A Europa enfrenta um fenômeno preocupante no mercado cripto: ataques físicos violentos a investidores para roubar suas moedas digitais. Segundo a CertiK, empresa especializada em segurança blockchain (a tecnologia de registro público que sustenta as criptomoedas), o continente europeu apresenta uma “hiperconcentração” desses crimes, conhecidos no jargão do setor como “wrench attacks” (ataques de chave inglesa, numa tradução literal que remete à violência física empregada).
Esses ataques funcionam de forma brutal: criminosos forçam as vítimas, sob ameaça ou violência, a transferir seus ativos digitais.

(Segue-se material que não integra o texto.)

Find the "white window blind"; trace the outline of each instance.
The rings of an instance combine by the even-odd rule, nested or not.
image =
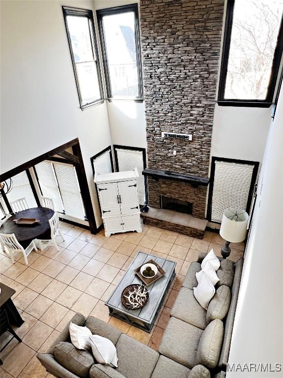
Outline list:
[[[144,178],[142,175],[143,170],[143,159],[142,152],[134,150],[124,149],[116,149],[118,158],[118,164],[119,171],[128,171],[138,169],[139,178],[138,186],[139,187],[139,200],[140,205],[144,203]]]
[[[221,222],[228,207],[246,210],[254,166],[215,161],[211,220]]]
[[[65,214],[85,220],[85,212],[76,169],[70,164],[54,163]]]
[[[64,207],[53,164],[48,160],[42,161],[35,165],[35,171],[43,195],[52,198],[56,211],[63,213]]]
[[[12,190],[7,194],[9,202],[25,197],[29,208],[37,207],[37,204],[26,171],[12,177]]]
[[[95,173],[101,175],[103,173],[111,173],[113,171],[111,154],[111,151],[108,150],[93,159]]]

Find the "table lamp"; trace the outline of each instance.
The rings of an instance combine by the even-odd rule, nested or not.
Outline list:
[[[249,215],[237,207],[229,207],[223,213],[220,227],[220,236],[225,240],[225,245],[221,249],[224,258],[231,252],[230,243],[240,243],[245,240]]]

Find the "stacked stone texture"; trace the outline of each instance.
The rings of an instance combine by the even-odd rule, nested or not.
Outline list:
[[[224,3],[140,0],[149,168],[208,176]]]

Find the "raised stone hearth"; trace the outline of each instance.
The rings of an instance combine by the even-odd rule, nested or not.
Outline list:
[[[164,209],[150,208],[142,214],[143,223],[180,232],[189,236],[202,239],[208,221],[198,219],[189,214]]]

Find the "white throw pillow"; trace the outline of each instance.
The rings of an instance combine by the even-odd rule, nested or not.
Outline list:
[[[206,274],[206,276],[208,276],[209,277],[214,285],[216,285],[219,281],[218,276],[216,274],[216,272],[213,269],[210,261],[207,261],[206,262],[203,269],[201,269],[200,272],[197,272],[196,273],[196,277],[198,284],[199,284],[201,281],[202,276],[204,274]]]
[[[117,351],[111,340],[98,335],[89,336],[92,354],[99,364],[117,367]]]
[[[92,334],[87,327],[81,327],[71,322],[69,331],[72,344],[77,349],[85,350],[90,349],[89,336],[91,336]]]
[[[220,261],[219,261],[219,259],[214,253],[214,252],[213,252],[213,248],[210,252],[207,253],[206,256],[205,256],[203,260],[202,260],[202,262],[201,263],[201,265],[202,269],[203,269],[207,261],[209,261],[211,264],[211,266],[213,268],[215,271],[217,271],[220,266]]]
[[[202,275],[200,282],[194,287],[194,295],[200,306],[207,310],[208,304],[214,295],[215,287],[211,280],[206,274]]]

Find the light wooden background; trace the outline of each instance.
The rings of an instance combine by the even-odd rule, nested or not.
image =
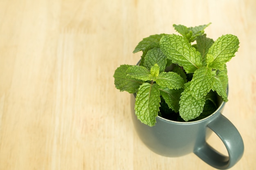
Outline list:
[[[256,17],[254,0],[0,0],[0,170],[214,169],[148,150],[112,77],[143,38],[209,22],[209,37],[240,42],[224,114],[245,151],[231,169],[256,169]]]

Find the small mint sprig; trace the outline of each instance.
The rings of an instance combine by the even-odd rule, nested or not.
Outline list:
[[[195,118],[202,112],[205,96],[211,90],[216,91],[225,102],[228,100],[226,63],[238,50],[238,38],[227,34],[213,43],[210,39],[204,40],[208,42],[200,42],[197,46],[201,53],[196,51],[186,38],[180,35],[164,35],[159,42],[160,48],[168,59],[183,66],[187,73],[193,73],[191,82],[186,83],[188,84],[185,85],[179,102],[180,115],[186,121]],[[206,50],[203,50],[203,47]],[[202,51],[204,51],[203,55]]]

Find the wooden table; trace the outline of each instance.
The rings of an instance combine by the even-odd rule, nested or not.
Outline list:
[[[138,61],[143,38],[210,22],[209,37],[240,42],[224,114],[245,150],[231,169],[256,169],[256,1],[192,1],[1,0],[0,170],[214,169],[193,153],[149,150],[112,77]],[[208,142],[225,152],[214,134]]]

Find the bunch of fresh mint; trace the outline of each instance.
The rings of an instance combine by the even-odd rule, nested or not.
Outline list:
[[[133,51],[143,52],[139,64],[116,70],[116,87],[136,93],[135,112],[142,123],[152,126],[157,115],[171,114],[176,114],[177,121],[201,119],[217,108],[216,94],[227,101],[226,63],[235,56],[239,42],[231,34],[215,42],[207,38],[204,29],[210,24],[174,24],[181,36],[144,38]]]

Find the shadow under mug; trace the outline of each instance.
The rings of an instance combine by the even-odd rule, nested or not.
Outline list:
[[[138,120],[134,111],[135,97],[135,94],[131,94],[133,124],[141,140],[154,152],[168,157],[193,152],[208,164],[219,169],[230,168],[241,158],[244,152],[243,139],[235,126],[221,114],[225,103],[222,100],[217,110],[204,119],[182,122],[158,116],[155,125],[150,127]],[[212,131],[224,143],[228,156],[220,153],[206,141]]]

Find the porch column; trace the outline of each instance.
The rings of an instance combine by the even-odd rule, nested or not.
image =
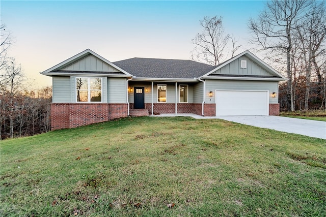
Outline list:
[[[152,81],[152,116],[154,115],[154,81]]]
[[[178,82],[175,82],[175,114],[178,113]]]

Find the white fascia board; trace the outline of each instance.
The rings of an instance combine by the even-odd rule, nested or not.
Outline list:
[[[259,58],[257,57],[256,56],[255,56],[254,54],[253,54],[251,52],[249,51],[248,50],[247,50],[242,52],[240,54],[237,55],[236,56],[234,56],[233,58],[231,58],[231,59],[229,59],[228,60],[227,60],[225,63],[223,63],[221,65],[219,66],[218,67],[215,68],[215,69],[213,69],[212,70],[210,71],[209,72],[205,74],[205,75],[203,75],[202,76],[201,76],[200,77],[201,78],[205,77],[206,76],[207,76],[208,75],[210,75],[211,74],[212,74],[212,73],[213,73],[215,71],[219,70],[220,69],[221,69],[221,68],[224,67],[224,66],[226,66],[227,65],[229,64],[231,62],[232,62],[232,61],[234,61],[234,60],[236,59],[237,58],[240,57],[240,56],[243,56],[244,55],[246,55],[246,54],[248,55],[248,56],[250,56],[252,58],[254,58],[254,59],[257,60],[260,64],[260,65],[262,65],[265,68],[267,68],[267,69],[268,69],[273,73],[275,74],[275,75],[277,75],[278,76],[280,76],[280,77],[281,78],[282,78],[283,79],[285,79],[285,80],[287,80],[287,78],[286,78],[285,77],[284,77],[283,75],[282,75],[281,73],[278,72],[277,71],[275,70],[274,69],[271,68],[269,65],[268,65],[266,63],[265,63],[264,61],[263,61],[263,60],[260,59]]]
[[[180,82],[196,82],[197,79],[196,78],[146,78],[146,77],[135,77],[132,78],[133,81],[180,81]]]
[[[74,73],[67,73],[65,72],[54,72],[54,73],[44,73],[40,72],[42,75],[46,75],[47,76],[74,76],[76,75],[80,76],[100,76],[100,77],[122,77],[122,78],[130,78],[132,77],[131,75],[107,75],[103,73],[78,73],[78,72]]]
[[[113,64],[112,63],[110,62],[107,59],[106,59],[105,58],[100,56],[99,55],[98,55],[98,54],[97,54],[96,53],[95,53],[95,52],[93,51],[92,50],[91,50],[90,49],[87,49],[84,50],[84,51],[83,51],[83,52],[80,52],[80,53],[78,53],[78,54],[77,54],[76,55],[75,55],[74,56],[72,56],[72,57],[70,57],[69,59],[67,59],[64,60],[64,61],[61,62],[60,64],[57,64],[56,66],[53,66],[53,67],[51,67],[51,68],[49,68],[48,69],[47,69],[46,70],[45,70],[44,72],[41,72],[40,73],[43,74],[43,75],[46,75],[46,74],[47,74],[47,73],[48,73],[49,72],[52,72],[53,71],[57,71],[58,70],[58,69],[59,69],[59,68],[63,68],[65,66],[68,65],[70,63],[72,63],[76,61],[78,59],[82,58],[84,57],[84,56],[87,56],[88,54],[92,54],[92,55],[93,55],[94,56],[95,56],[96,57],[98,58],[99,59],[100,59],[100,60],[101,60],[103,62],[106,63],[107,64],[109,65],[110,66],[112,66],[112,67],[117,69],[118,70],[120,71],[120,72],[122,72],[123,73],[125,74],[126,75],[129,75],[129,76],[131,75],[130,74],[128,73],[128,72],[127,72],[126,71],[124,71],[124,70],[123,70],[122,69],[120,68],[120,67],[118,67],[118,66],[117,66]],[[45,73],[46,73],[46,74],[45,74]]]
[[[202,77],[201,79],[207,80],[239,80],[248,81],[281,81],[288,80],[287,78],[253,78],[248,77]]]

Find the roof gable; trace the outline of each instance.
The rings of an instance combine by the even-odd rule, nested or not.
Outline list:
[[[215,66],[190,60],[132,58],[114,62],[135,78],[194,79]]]
[[[48,74],[55,72],[83,72],[84,73],[118,73],[131,75],[122,69],[115,65],[89,49],[69,58],[66,60],[50,68],[41,74]]]
[[[241,68],[241,60],[246,60],[247,67]],[[202,76],[286,78],[249,50],[218,65]]]

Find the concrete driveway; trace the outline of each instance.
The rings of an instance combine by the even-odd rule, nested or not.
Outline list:
[[[279,116],[219,116],[216,118],[251,126],[326,139],[325,121]]]

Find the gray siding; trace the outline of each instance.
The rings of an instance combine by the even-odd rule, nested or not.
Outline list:
[[[206,80],[205,103],[215,103],[215,90],[269,90],[269,103],[278,103],[277,97],[273,98],[271,94],[278,92],[278,82],[261,81],[233,81],[223,80]],[[209,97],[208,93],[213,91],[213,97]]]
[[[61,70],[110,72],[120,72],[91,54],[73,63],[70,65],[61,69]]]
[[[52,77],[53,103],[70,103],[70,77],[69,76]]]
[[[241,60],[247,60],[247,68],[240,68]],[[212,74],[259,76],[272,75],[246,56],[242,56],[235,59]]]
[[[194,103],[202,103],[203,102],[203,82],[199,83],[194,86],[193,100]]]
[[[123,78],[107,78],[107,102],[127,103],[127,82]]]

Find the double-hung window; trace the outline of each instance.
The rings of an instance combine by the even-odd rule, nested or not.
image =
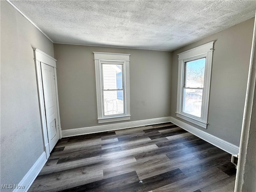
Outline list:
[[[130,119],[130,54],[93,53],[98,123]]]
[[[206,128],[214,42],[178,54],[176,116]]]

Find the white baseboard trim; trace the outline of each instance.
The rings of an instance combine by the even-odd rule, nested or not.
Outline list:
[[[239,147],[229,143],[209,133],[207,133],[204,131],[197,129],[176,118],[170,117],[170,122],[178,126],[182,129],[191,133],[193,135],[197,136],[228,153],[232,155],[236,154],[238,153]]]
[[[28,191],[32,184],[36,178],[43,167],[46,163],[46,154],[45,152],[41,155],[29,170],[27,174],[24,176],[23,178],[19,183],[18,186],[25,186],[24,188],[15,188],[13,192],[26,192]]]
[[[145,126],[158,123],[166,123],[170,122],[170,117],[161,117],[138,121],[129,121],[122,123],[62,130],[62,138],[70,137],[104,131],[112,131],[131,128],[132,127]]]

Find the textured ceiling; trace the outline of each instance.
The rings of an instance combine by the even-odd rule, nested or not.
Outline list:
[[[256,1],[11,0],[54,42],[173,50],[255,16]]]

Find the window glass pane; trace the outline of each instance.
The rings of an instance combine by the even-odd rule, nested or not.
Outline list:
[[[182,112],[201,117],[202,93],[202,89],[184,89]]]
[[[122,88],[122,65],[102,64],[104,90]]]
[[[201,58],[185,63],[186,87],[204,87],[206,58]]]
[[[122,90],[103,91],[104,116],[124,113],[123,94]]]

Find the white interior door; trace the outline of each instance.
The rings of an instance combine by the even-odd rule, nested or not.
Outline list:
[[[54,68],[42,62],[41,68],[47,134],[50,152],[60,138]]]

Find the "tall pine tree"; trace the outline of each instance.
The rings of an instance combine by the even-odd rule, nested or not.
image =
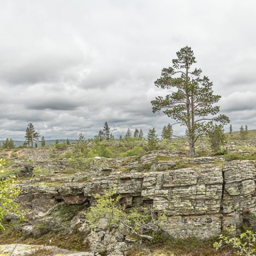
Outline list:
[[[137,138],[139,136],[139,130],[137,128],[136,128],[135,130],[134,131],[133,137],[135,138]]]
[[[202,71],[193,69],[196,61],[191,49],[182,48],[177,56],[172,60],[172,67],[163,68],[161,77],[155,82],[157,87],[176,90],[171,90],[173,92],[165,98],[156,97],[151,102],[154,113],[162,110],[176,121],[175,124],[186,127],[190,154],[193,156],[196,154],[195,145],[198,138],[212,127],[206,125],[207,123],[212,120],[226,124],[229,119],[225,115],[217,115],[219,107],[216,103],[220,96],[213,94],[213,84],[207,77],[201,76]]]
[[[31,147],[33,148],[33,142],[38,140],[39,135],[37,132],[34,128],[34,125],[32,123],[29,123],[26,129],[25,138],[27,141],[28,145],[29,143],[31,142]]]
[[[155,149],[158,142],[158,136],[155,134],[156,131],[155,128],[149,129],[147,137],[148,141],[148,147],[150,149]]]
[[[144,136],[143,132],[142,131],[142,129],[141,128],[141,130],[139,130],[139,133],[138,137],[140,139],[142,139],[142,138],[143,138],[143,136]]]
[[[107,122],[105,122],[105,124],[104,125],[103,132],[104,133],[104,136],[105,137],[107,141],[109,141],[110,139],[110,128],[108,125]]]
[[[42,147],[45,147],[45,139],[44,136],[41,138],[41,146]]]

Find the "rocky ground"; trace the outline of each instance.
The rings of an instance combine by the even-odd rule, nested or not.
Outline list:
[[[182,252],[169,240],[182,238],[192,245],[191,237],[210,241],[231,224],[237,228],[248,224],[247,214],[256,214],[255,139],[230,139],[227,156],[209,154],[202,141],[197,148],[201,155],[190,158],[186,144],[182,146],[182,150],[162,149],[139,156],[96,156],[88,167],[79,170],[68,158],[55,157],[56,152],[53,158],[52,148],[2,150],[1,157],[9,162],[7,172],[19,177],[22,192],[18,201],[26,210],[27,220],[17,222],[15,216],[7,216],[8,228],[0,233],[0,243],[5,244],[0,247],[0,255],[10,255],[10,252],[11,255],[215,254],[212,249],[193,254],[198,244]],[[72,146],[64,149],[72,150]],[[60,153],[63,156],[65,152]],[[161,238],[155,245],[144,244],[122,225],[108,230],[104,219],[97,226],[88,223],[85,213],[95,205],[94,196],[113,187],[125,209],[147,207],[156,215],[165,213]],[[17,242],[13,251],[12,244]],[[29,245],[35,243],[48,247]]]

As quadrilhas costumam ter de três a cinco integrantes e usam táticas como se passar por entregadores ou atrair as vítimas para emboscadas, conforme reportou a CertiK. Diferentemente de um roubo de banco tradicional, aqui o alvo é a carteira digital (wallet, uma espécie de conta bancária sem banco) da vítima, que pode conter valores significativos em Bitcoin, Ethereum ou outras criptomoedas.
O montante acumulado de US$ 101 milhões em perdas (aproximadamente R$ 570 milhões pela cotação atual) representa um volume expressivo. Para contextualizar, esse valor equivale a mais de três vezes o patrimônio líquido do maior ETF de Bitcoin negociado na B3, o HASH11, que encerrou 2024 com cerca de R$ 150 milhões sob gestão, segundo dados públicos da bolsa brasileira. A concentração geográfica na Europa sugere que a combinação de alta adoção de criptomoedas, regulação ainda em desenvolvimento e sofisticação criminal criou um ambiente propício para esse tipo de crime.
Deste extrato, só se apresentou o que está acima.